Let us know on Teams if you can’t find the paper or can’t log into the VPN and we can upload a version of it on Teams for you.
NOTE: All chapter/section numbers are inclusive. I.e., if it’s Sections 4-4.2 you should read Sections 4, 4.1, 4.1.1, 4.1.2, and Section 4.2.
Hint
You’re encoraged to discuss the reading outside of class with your fellow classmates. You are welcome to use Teams to discuss the paper and ask questions. You may also find it useful to form “reading groups” to discuss the paper together.
How lecture will work (20% of your grade!)
Before every lecture, you must read the required reading listed below. You must submit 2 “test-like” questions based on the reading.
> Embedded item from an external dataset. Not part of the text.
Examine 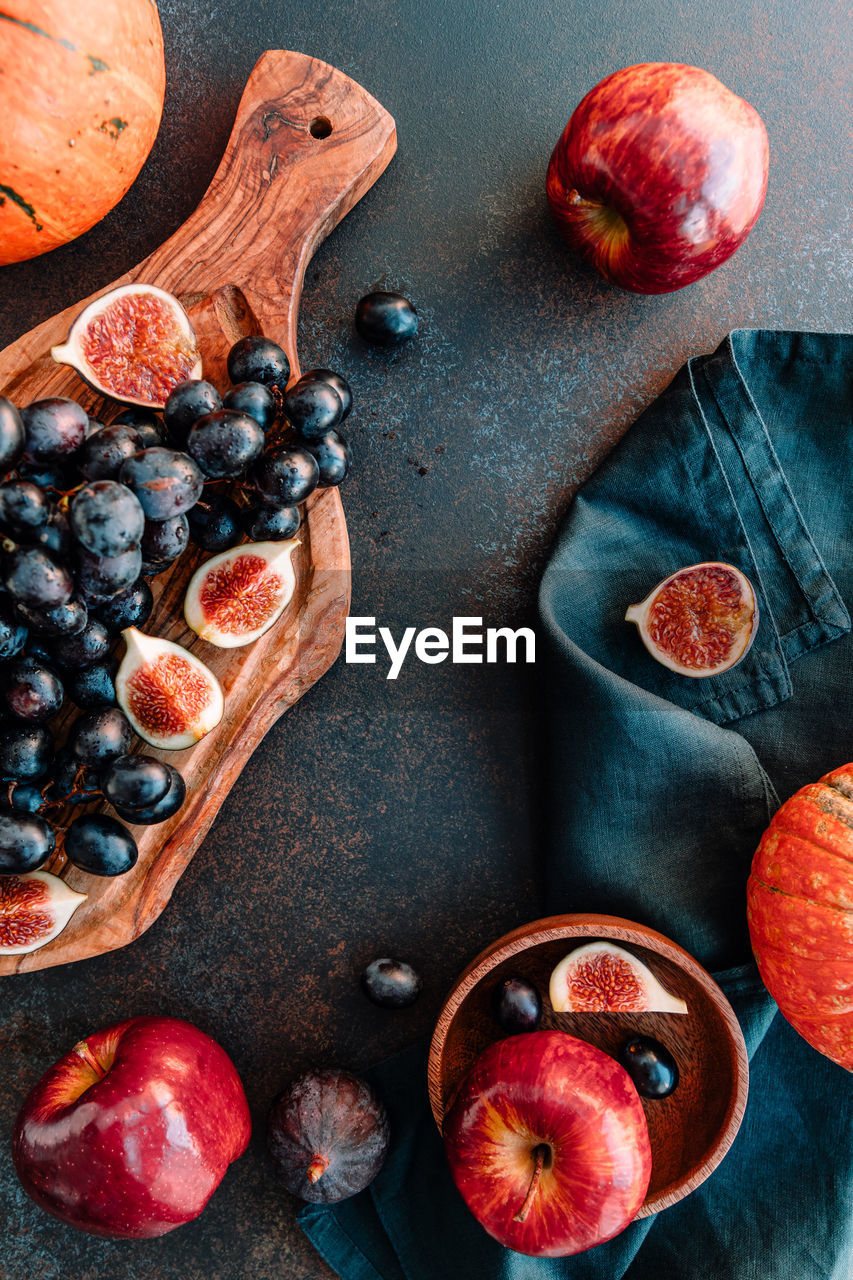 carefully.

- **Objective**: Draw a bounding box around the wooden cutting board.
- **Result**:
[0,50,397,974]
These questions will be graded on the following scale:
- 1 points: The question is off topic or has fundamental mistakes
- 2 points: The question only requires recalling facts from the reading
- 3 points: The question demonstrates a deep understanding of the reading and asks a research-like question that requires coalescing knowledge.
For the first 45 minutes to an hour of lecture Professor Akella and/or Lowe-Power will reinforce the reading. We will only hit the highlights, fill in blanks which the reading misses, and answer questions you may have (i.e., if you don’t do the reading you will miss important information!).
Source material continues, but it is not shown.